Les Deutéromycètes ou Fungi imperfecti sont aujourd'hui considérés comme un ensemble artificiel regroupant les formes asexuées des Dicaryomycota, et ne constituent pas un ensemble phylogénétique.
La subdivision des Deutéromycotina (ou des Deuteromycota) a donc été supprimée de la classification des champignons.

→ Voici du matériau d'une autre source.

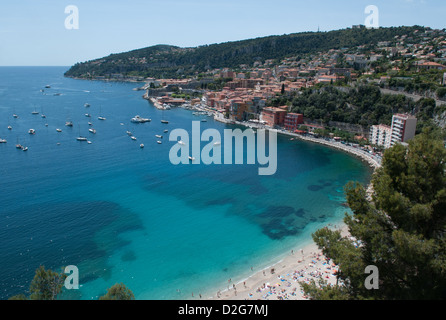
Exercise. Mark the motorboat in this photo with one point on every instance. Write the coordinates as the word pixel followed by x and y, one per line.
pixel 138 119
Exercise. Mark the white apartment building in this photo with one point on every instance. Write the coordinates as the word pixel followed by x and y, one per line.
pixel 402 129
pixel 380 135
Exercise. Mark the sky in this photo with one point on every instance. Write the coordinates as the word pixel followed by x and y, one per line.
pixel 40 33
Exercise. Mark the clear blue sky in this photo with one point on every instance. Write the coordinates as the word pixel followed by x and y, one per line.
pixel 32 32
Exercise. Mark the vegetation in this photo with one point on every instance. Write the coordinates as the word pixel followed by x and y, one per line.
pixel 163 61
pixel 46 285
pixel 118 292
pixel 400 230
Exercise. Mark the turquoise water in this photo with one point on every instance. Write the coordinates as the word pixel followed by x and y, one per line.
pixel 125 214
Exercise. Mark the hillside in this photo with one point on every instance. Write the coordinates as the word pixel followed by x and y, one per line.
pixel 164 61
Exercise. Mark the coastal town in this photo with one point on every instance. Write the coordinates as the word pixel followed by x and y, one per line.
pixel 244 94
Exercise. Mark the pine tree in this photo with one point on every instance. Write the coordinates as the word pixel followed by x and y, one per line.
pixel 400 230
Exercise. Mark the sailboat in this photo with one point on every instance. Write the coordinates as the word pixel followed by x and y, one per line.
pixel 100 114
pixel 81 138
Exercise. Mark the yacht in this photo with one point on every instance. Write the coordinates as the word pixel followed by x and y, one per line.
pixel 138 119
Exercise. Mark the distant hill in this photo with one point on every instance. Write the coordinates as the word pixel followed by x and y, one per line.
pixel 170 61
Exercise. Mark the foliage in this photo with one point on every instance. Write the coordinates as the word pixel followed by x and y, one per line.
pixel 400 231
pixel 118 292
pixel 163 61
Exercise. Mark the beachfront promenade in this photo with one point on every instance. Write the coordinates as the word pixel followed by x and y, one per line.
pixel 373 160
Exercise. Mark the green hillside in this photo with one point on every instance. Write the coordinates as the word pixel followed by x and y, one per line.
pixel 170 61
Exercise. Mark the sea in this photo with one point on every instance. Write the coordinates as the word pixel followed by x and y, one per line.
pixel 125 214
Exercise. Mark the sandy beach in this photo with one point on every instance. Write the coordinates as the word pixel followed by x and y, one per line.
pixel 281 280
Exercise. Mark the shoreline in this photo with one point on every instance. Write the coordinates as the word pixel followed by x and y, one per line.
pixel 280 280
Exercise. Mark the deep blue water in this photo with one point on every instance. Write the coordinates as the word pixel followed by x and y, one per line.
pixel 125 214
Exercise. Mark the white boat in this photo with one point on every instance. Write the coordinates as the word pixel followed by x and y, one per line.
pixel 138 119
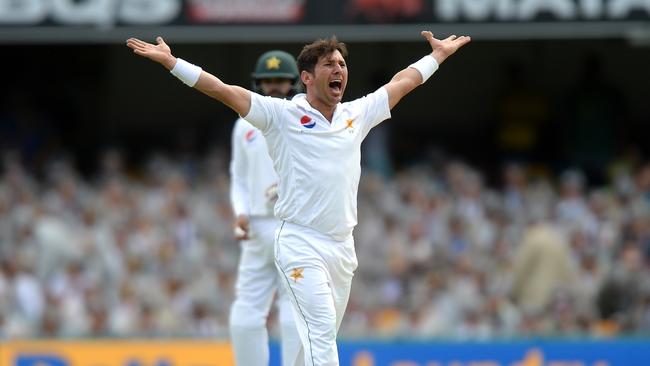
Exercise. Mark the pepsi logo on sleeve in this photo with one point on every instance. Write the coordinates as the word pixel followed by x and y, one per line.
pixel 307 122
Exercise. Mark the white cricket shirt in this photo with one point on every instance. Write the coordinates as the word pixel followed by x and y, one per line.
pixel 252 178
pixel 318 163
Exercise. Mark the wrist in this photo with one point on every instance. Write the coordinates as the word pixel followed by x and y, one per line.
pixel 426 66
pixel 188 73
pixel 170 62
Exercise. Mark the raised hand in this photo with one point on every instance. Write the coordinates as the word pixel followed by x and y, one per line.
pixel 441 49
pixel 160 52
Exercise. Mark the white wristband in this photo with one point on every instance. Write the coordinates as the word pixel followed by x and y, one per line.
pixel 186 72
pixel 427 65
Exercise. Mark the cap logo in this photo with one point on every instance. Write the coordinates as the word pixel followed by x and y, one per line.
pixel 273 63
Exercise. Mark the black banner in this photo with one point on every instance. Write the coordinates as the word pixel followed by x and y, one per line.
pixel 114 13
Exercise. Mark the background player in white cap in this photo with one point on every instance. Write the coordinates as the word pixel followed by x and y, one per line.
pixel 315 142
pixel 253 194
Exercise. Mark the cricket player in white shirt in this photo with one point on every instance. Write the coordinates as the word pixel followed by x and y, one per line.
pixel 315 143
pixel 253 194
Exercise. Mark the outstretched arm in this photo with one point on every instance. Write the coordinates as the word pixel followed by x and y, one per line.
pixel 235 97
pixel 408 79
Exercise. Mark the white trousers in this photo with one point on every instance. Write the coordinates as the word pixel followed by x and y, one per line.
pixel 257 283
pixel 317 272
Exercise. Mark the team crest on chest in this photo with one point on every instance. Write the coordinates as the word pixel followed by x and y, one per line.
pixel 307 122
pixel 349 125
pixel 250 136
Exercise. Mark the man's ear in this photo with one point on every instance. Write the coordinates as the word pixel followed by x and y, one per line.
pixel 306 77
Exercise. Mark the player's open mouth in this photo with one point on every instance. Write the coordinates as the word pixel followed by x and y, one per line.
pixel 335 85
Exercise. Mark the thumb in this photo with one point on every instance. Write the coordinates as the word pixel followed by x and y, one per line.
pixel 428 35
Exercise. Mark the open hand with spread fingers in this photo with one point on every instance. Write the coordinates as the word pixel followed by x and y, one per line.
pixel 443 48
pixel 160 52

Mais, bien qu'artificiel, ce groupe continue souvent à être étudié comme tel car de nombreuses espèces couramment rencontrées comme contaminant des produits alimentaires ou autres ne sont connues que sous leur forme asexuée. De ce fait dans la pratique nous continuons à utiliser les critères de classification des Deutéromycètes comme éléments d'identification de ces contaminants.

 

Critères de classification

Il existe plusieurs classifications des Deutéromycètes, toutes sont basées sur l'étude de la production des spores asexuées.
La plus ancienne classification fut développée par l'italien Pier Andrea Saccardo (1845-1920). Sa classification, donnée en 1884 est basée sur le mode de groupement des appareils sporifères. Elle est très souvent reprise dans les classifications plus récentes.
Parmi les classifications plus récentes la clé d'entrée la plus usitée est celle de G.C. Ainsworth. Elle est basée sur celle de Saccardo.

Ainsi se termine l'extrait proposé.